EZB
Trichet mahnt Märkte zur Gelassenheit

Der Präsident der Europäischen Zentralbank (EZB), Jean-Claude Trichet, reagiert auf die Turbulenzen an den Finanzmärkten. In einer unerwartet anberaumten Pressekonferenz rief er zur Gelassenheit auf. Gleichzeitig räumte er ein, es sei eine „stärkere Wahrnehmung der Risiken“ zu beobachten. Ein klares Signal gab Trichet für die Zinspolitik der nächsten Monate.

HB FRANKFURT. Zu der Entwicklung an den Finanzmärkten sagte Trichet, es handele sich dabei um eine Neubewertung von Risiken. „Wir haben eine Phase der Nervosität und Volatilität an den Märkten. Diese Entwicklung verdient Aufmerksamkeit, wir werden große Aufmerksamkeit für die künftige Marktentwicklung haben.“

Wichtig sei in so einer Phase, dass die Marktteilnehmer ihre Haltung bewahren, fügte Trichet hinzu.
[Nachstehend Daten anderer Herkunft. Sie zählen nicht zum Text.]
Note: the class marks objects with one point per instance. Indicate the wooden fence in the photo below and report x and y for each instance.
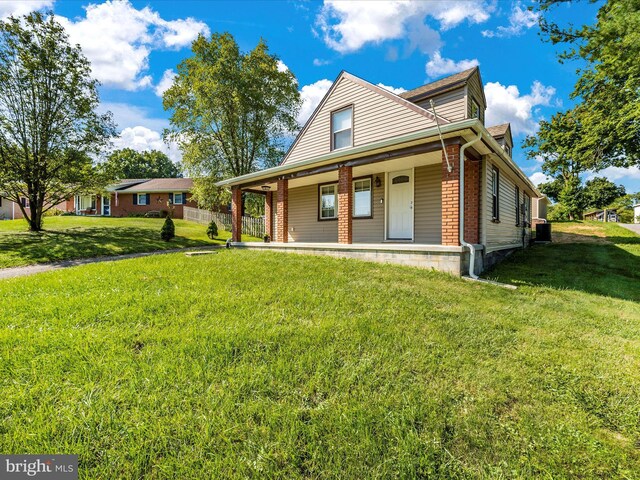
(250, 226)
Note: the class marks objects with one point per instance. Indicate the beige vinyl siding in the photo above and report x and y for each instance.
(304, 225)
(375, 118)
(371, 230)
(427, 199)
(450, 105)
(474, 91)
(504, 234)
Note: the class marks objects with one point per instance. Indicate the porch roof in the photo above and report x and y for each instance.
(451, 130)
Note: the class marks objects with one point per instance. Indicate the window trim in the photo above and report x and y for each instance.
(495, 195)
(353, 192)
(518, 213)
(331, 132)
(327, 219)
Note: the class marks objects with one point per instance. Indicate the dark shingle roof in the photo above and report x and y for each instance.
(161, 185)
(498, 130)
(439, 85)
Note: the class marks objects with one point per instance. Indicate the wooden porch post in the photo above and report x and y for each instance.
(451, 196)
(282, 225)
(236, 214)
(268, 214)
(345, 205)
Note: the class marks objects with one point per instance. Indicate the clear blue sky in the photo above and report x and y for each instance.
(135, 47)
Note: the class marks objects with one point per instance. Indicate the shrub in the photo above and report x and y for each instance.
(212, 230)
(168, 230)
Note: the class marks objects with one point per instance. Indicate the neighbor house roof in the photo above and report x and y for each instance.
(160, 185)
(498, 130)
(440, 85)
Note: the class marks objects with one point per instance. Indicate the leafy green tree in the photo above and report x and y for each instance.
(608, 87)
(600, 192)
(231, 112)
(572, 198)
(129, 163)
(49, 128)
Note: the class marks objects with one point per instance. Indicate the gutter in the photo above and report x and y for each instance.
(472, 248)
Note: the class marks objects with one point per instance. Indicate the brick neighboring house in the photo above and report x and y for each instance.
(138, 197)
(414, 179)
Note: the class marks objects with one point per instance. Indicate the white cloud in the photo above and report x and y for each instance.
(438, 65)
(165, 82)
(126, 115)
(118, 39)
(311, 96)
(143, 139)
(538, 177)
(22, 7)
(505, 104)
(396, 90)
(348, 26)
(521, 19)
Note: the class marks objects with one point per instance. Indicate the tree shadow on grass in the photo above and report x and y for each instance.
(609, 267)
(56, 245)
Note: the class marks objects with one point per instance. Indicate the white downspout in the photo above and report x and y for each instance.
(472, 249)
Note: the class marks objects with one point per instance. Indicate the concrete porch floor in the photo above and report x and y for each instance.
(450, 259)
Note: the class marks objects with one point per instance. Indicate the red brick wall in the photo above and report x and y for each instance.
(282, 213)
(158, 202)
(236, 214)
(472, 201)
(345, 205)
(268, 214)
(451, 197)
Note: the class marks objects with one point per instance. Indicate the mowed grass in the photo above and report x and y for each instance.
(595, 257)
(249, 364)
(73, 237)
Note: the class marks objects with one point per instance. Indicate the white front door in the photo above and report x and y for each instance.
(400, 205)
(106, 206)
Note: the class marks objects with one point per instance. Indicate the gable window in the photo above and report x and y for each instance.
(362, 197)
(475, 109)
(342, 128)
(141, 199)
(517, 206)
(178, 198)
(495, 195)
(328, 208)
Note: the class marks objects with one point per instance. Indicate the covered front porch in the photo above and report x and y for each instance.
(400, 205)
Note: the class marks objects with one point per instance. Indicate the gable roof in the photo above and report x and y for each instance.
(499, 130)
(160, 185)
(444, 84)
(372, 88)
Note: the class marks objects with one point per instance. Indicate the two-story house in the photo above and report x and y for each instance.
(415, 179)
Die Neubewertung der Risiken habe er schon früher gefordert, als er den Märkten vorgehalten habe, sie beachteten diese zu wenig. Insofern sei die Entwicklung eine Normalisierung.
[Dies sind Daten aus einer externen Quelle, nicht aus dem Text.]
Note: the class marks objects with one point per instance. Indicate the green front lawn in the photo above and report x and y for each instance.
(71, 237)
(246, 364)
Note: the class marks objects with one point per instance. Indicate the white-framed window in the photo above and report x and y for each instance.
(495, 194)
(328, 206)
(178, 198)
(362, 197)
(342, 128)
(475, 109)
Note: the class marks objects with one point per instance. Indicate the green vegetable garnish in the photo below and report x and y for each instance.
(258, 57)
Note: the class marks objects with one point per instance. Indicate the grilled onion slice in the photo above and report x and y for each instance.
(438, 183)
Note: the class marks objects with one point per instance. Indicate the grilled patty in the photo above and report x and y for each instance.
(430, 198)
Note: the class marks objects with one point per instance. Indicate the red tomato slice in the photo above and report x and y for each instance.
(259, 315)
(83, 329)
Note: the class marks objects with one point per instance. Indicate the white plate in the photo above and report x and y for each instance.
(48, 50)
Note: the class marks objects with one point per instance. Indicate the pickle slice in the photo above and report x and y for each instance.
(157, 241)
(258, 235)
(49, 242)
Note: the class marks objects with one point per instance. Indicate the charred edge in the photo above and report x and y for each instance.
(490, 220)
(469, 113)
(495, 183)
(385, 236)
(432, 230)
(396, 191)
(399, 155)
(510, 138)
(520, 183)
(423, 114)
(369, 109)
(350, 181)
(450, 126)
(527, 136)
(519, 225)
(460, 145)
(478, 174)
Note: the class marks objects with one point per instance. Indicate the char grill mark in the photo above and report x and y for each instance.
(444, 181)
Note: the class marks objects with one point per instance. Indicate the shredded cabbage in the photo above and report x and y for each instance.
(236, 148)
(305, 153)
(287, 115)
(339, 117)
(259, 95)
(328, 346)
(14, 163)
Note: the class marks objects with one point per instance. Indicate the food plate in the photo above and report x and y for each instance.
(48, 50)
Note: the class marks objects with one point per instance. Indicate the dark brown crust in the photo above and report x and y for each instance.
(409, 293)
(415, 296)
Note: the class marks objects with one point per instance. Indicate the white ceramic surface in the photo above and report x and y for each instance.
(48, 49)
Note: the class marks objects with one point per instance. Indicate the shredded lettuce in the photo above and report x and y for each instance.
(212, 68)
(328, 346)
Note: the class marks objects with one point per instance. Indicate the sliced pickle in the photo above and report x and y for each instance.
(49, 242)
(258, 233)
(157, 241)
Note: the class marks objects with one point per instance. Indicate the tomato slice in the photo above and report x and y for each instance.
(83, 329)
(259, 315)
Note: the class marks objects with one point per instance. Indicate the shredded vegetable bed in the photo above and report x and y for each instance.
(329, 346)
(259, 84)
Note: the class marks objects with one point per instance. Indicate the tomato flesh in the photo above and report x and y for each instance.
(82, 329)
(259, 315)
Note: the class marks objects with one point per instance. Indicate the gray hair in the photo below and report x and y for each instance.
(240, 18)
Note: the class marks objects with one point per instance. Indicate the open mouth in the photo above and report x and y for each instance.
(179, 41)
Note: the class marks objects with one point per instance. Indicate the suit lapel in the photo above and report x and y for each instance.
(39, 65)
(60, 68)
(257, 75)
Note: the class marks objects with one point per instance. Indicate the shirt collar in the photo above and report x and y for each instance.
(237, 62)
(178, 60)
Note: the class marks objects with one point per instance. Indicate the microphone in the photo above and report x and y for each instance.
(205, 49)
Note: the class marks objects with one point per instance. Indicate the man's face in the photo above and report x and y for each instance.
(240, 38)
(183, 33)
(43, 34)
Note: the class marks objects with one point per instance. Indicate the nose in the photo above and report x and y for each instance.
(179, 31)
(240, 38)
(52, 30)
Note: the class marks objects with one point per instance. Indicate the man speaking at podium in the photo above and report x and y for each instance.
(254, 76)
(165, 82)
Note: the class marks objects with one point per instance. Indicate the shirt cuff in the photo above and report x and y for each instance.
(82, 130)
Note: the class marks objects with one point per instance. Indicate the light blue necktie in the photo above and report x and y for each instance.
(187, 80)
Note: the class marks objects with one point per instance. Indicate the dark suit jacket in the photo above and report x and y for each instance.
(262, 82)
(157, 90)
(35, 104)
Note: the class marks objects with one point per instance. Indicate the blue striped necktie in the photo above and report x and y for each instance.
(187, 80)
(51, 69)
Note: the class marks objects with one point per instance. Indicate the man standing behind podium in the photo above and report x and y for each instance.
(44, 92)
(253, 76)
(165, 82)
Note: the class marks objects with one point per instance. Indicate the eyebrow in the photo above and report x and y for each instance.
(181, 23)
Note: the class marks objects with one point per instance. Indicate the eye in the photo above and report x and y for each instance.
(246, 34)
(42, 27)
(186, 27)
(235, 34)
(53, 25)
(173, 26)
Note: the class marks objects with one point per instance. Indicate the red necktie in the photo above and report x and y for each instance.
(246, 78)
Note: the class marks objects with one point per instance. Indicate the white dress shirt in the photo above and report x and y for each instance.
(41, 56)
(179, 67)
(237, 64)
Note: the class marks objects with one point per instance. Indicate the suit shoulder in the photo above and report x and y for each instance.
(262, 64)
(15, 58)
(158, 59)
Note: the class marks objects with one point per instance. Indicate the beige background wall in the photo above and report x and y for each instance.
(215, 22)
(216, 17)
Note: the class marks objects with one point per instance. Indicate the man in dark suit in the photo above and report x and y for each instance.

Zu der Schieflage der Mittelstandsbank IKB wollte sich der EZB-Präsident nicht äußern. Er habe den Aussagen von Bundesbankpräsident Axel Weber nichts hinzuzufügen, erklärte Trichet.
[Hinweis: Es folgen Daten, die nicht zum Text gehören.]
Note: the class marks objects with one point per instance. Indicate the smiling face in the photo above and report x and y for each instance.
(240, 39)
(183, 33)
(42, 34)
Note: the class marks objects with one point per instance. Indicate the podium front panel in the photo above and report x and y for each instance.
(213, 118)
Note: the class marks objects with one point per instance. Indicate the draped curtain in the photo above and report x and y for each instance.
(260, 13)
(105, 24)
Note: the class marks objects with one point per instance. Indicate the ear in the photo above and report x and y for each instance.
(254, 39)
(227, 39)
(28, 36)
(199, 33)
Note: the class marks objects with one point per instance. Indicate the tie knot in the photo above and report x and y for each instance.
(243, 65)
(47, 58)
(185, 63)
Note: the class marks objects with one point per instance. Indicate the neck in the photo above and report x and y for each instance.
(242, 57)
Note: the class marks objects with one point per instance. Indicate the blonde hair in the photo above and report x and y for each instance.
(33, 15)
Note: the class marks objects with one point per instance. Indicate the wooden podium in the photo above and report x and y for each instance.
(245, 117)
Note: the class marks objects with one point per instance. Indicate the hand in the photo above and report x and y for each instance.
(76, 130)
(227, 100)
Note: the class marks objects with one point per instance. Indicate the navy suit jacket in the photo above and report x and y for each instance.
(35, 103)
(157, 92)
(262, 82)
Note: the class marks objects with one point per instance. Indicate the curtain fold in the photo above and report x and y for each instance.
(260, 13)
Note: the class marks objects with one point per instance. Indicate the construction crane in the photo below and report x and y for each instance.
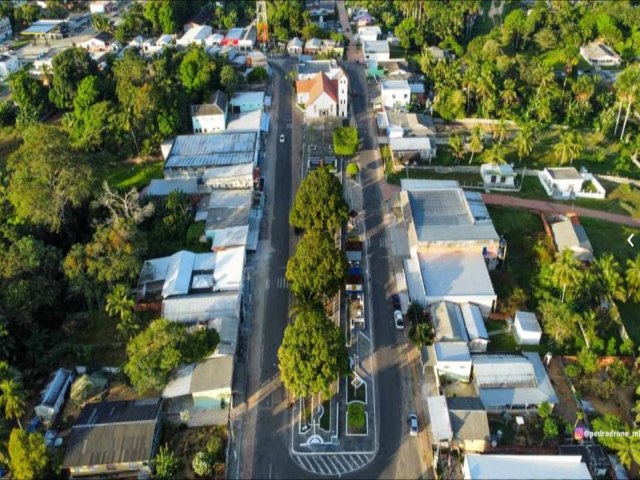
(262, 24)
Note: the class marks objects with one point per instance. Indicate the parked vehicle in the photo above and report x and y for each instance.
(412, 421)
(397, 317)
(395, 301)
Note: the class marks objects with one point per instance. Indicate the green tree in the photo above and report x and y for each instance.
(566, 271)
(457, 147)
(29, 95)
(608, 278)
(166, 463)
(345, 141)
(632, 276)
(524, 141)
(317, 269)
(319, 203)
(475, 142)
(12, 399)
(70, 67)
(197, 72)
(47, 177)
(28, 455)
(495, 155)
(312, 355)
(558, 320)
(229, 79)
(161, 347)
(550, 428)
(353, 169)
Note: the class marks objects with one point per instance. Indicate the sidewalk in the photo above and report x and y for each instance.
(549, 207)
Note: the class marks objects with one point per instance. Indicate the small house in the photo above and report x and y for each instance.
(246, 102)
(599, 54)
(211, 116)
(498, 176)
(204, 389)
(295, 46)
(526, 329)
(469, 424)
(53, 395)
(395, 93)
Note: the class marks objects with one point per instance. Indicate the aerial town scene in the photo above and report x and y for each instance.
(306, 239)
Trichet stimmte die Märkte auf eine Zinserhöhung im September ein. Die Notenbank beobachte die Inflationsrisiken mit „besonderer Wachsamkeit“. Dies gilt als Schlüsselformulierung für eine Zinsanhebung im nächsten Monat.

Die Zinsen werden dann nach gängiger Einschätzung von 4,00 auf 4,25 Prozent steigen. „Wir legen uns aber nicht im Vorhinein fest, sondern entscheiden auf Basis der Daten“, sagte Trichet.